Düşünce özgürlüğünü suç sayan
kanun maddeleri 'Hıyaneti Vataniye' yasasından bu yana farklı kanun numaralarıyla varlığını koruyor. Düşünce ve fikir hürriyetinin önüne çıkan kısıtlamalar kimi zaman "Türklüğü, devleti, cumhuriyeti... alenen tahkir ve tezyif" kimi zaman da, "irtica, bölücülük, halkı kamplara ayırmak" başlıkları altında kanun maddelerinin içine girdi.
12
Eylül askeri darbesinin ardından getirilen "Sıkı Yönetim Yasası", "1982 Anayasası", Turgut
Özal döneminde kaldırılan TCK'nın "141 ve 142. maddeleri", eski TCK'nın "312. ve 159." maddeleri ve son olarak da 301. madde...
BİNLER MAĞDUR OLDU
12 Eylül döneminde başta üniversite öğretim üyeleri olmak üzere birçok kamu görevlisinin işten atılmasına neden olan 1402 sayılı Sıkı Yönetim yasasının ardından fikir özgürlüğü yargılanmaya devam ediyor. 12 Eylül darbesi sonrası ara rejim döneminde toplam binlerce kişi 1402'den mağdur oldu.
MADDE FARKLI AMA...
Turgut Özal, 1991'de terörle mücadele gerekçesiyle 3713 sayılı yasayı çıkartırken, Ceza Yasası'nın vatana ihanet ve irtica ile ilgili sınırlamaları getiren 141, 142 ve 163. maddeleri yürürlükten kaldırdı. Son olarak AB'ye uyum yasaları çerçevesinde yeniden düzenlen TCK'da ise, eski TCK'nın 312. ve 159. maddesinin yerine de 301. maddedeki hükümler düşünce ve düşünceyi ifadeyi suç saydı.
TCK'nın 301. maddesinde, eski 159. madde hükümleri hafifleştirilmek istenirken, eski maddedeki 'tahkir ve tezyif' deyiminin yerine 'aşağılama' sözcüğü konuldu. 301'ncı maddenin başta gelen mağdurlar Nobel edebiyat Ödülü alan Orhan Pamuk, Hrant Dink, Elif Şafak, Hasan Cemal, Abdurrahman Dilipak, Ferhat Tunç, İpek Çalışlar ve çok sayıda yazar ve edebiyatçı oldu.
301 için kim ne dedi?
Marmara Üniversitesi Hukuk Fakültesi'nden Prof.

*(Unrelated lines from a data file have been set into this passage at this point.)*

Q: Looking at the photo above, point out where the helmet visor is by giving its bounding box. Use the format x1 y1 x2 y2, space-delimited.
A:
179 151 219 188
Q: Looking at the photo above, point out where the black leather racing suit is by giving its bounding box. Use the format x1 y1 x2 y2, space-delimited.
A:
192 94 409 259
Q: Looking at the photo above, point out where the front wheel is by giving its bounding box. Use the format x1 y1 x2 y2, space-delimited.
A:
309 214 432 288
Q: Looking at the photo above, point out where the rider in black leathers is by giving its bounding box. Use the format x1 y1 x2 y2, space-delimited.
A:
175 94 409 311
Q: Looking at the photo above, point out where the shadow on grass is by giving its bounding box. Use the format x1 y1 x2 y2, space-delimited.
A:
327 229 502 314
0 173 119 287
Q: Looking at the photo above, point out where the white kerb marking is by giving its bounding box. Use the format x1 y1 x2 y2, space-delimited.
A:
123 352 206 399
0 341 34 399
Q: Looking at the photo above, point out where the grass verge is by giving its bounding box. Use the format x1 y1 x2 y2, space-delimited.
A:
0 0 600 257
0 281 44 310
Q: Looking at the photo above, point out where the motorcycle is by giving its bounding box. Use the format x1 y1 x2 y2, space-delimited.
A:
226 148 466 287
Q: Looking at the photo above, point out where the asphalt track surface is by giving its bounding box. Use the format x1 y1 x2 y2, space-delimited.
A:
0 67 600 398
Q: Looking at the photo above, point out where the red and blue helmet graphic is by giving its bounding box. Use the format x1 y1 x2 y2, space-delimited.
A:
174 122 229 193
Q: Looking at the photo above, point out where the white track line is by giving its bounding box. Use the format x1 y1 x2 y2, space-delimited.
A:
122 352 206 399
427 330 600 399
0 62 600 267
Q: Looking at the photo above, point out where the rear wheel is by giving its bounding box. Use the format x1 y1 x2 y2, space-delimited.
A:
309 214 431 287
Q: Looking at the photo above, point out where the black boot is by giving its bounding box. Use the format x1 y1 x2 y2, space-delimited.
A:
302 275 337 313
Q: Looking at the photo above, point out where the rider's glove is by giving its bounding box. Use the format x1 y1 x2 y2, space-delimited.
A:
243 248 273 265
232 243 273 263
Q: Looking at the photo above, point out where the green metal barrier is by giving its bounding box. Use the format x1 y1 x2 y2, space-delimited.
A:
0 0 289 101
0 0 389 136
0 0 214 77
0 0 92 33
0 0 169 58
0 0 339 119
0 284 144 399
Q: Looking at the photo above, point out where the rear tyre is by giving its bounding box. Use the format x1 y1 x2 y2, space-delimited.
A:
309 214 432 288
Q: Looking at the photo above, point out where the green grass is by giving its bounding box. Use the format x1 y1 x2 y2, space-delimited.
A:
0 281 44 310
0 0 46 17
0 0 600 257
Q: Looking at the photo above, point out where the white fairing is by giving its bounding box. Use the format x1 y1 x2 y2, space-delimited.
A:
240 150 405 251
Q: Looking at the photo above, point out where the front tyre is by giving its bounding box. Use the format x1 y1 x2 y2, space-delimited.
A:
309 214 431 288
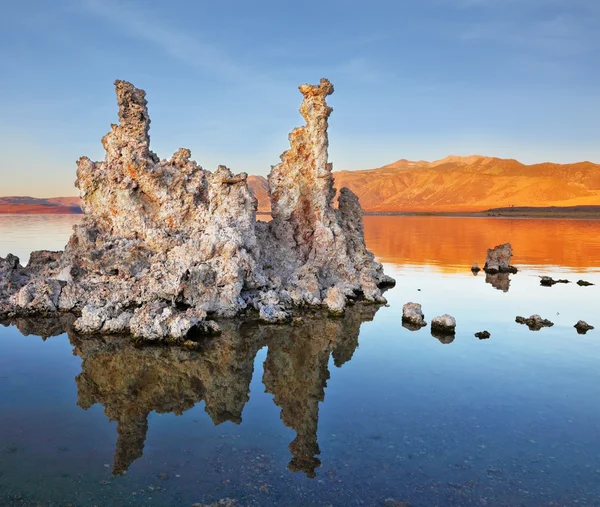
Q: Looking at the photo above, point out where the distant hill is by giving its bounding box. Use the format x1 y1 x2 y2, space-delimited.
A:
0 196 82 215
0 155 600 213
250 155 600 212
335 155 600 212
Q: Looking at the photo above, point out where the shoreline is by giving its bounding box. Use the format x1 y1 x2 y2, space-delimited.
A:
0 210 600 220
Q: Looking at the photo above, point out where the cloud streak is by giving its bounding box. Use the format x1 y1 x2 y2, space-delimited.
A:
82 0 255 80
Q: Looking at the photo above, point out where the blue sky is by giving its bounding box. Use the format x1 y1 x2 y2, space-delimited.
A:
0 0 600 197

Dr. Ahmet Gökcen: Maddenin formülasyonunda problem yok. Eskiden 'aşağılama' yerine 'tahkir ve tezyif' sözü vardı. Bunun anlamı 'hor görme', 'adi, bayağı gösterme', 'aşağılama'ydı. Türkçe olsun diye 'aşağılama' denildi. Ama bunu 'tahkir ve tezyife göre maddenin kapsamını genişletmiş' gibi anlayan meslektaşlarımız da olabilir. Ancak maksat maddenin kapsamının genişletilmesi değildi.
İstanbul Üniversitesi Hukuk Fakültesi'nden Doç. Dr. Adem Sözüer: Eskiden 'tahkir ve tezyif' suçunu düzenleyen 159. madde vardı. Yeni kanun hazırlanırken 'İfade özgürlüğünü sınırlıyor' diye madde daha somut hale getirildi. Ama uygulamada bu tür davalar açılmaya başladı.
AK Parti Kastamonu Milletvekili ve Komisyon Başkanı Hakkı Köylü: Savcılar dava açabilir. Ama bu tür suçlarda mahkemelerin takdir hakkı geniştir, yani yoruma açıktır. Mahkemelerden çıkacak kararları beklemek lazım. Uygulamaları gördükten sonra maddenin değişip değişmeyeceğine karar verilebilir.
CHP Çorum Milletvekili Feridun Ayvazoğlu: Türklüğün kesinlikle kafatasçı bir anlayışla yazılmadığını kabul etmeliyiz. Fakat 'Benim özgürlüğüm vardır, Türk devletini de Türklüğü de, devletin, TBMM'nin manevi şahsiyetini de tahkir ederim, hakaret ederim' diye bir anlayış olabilir mi?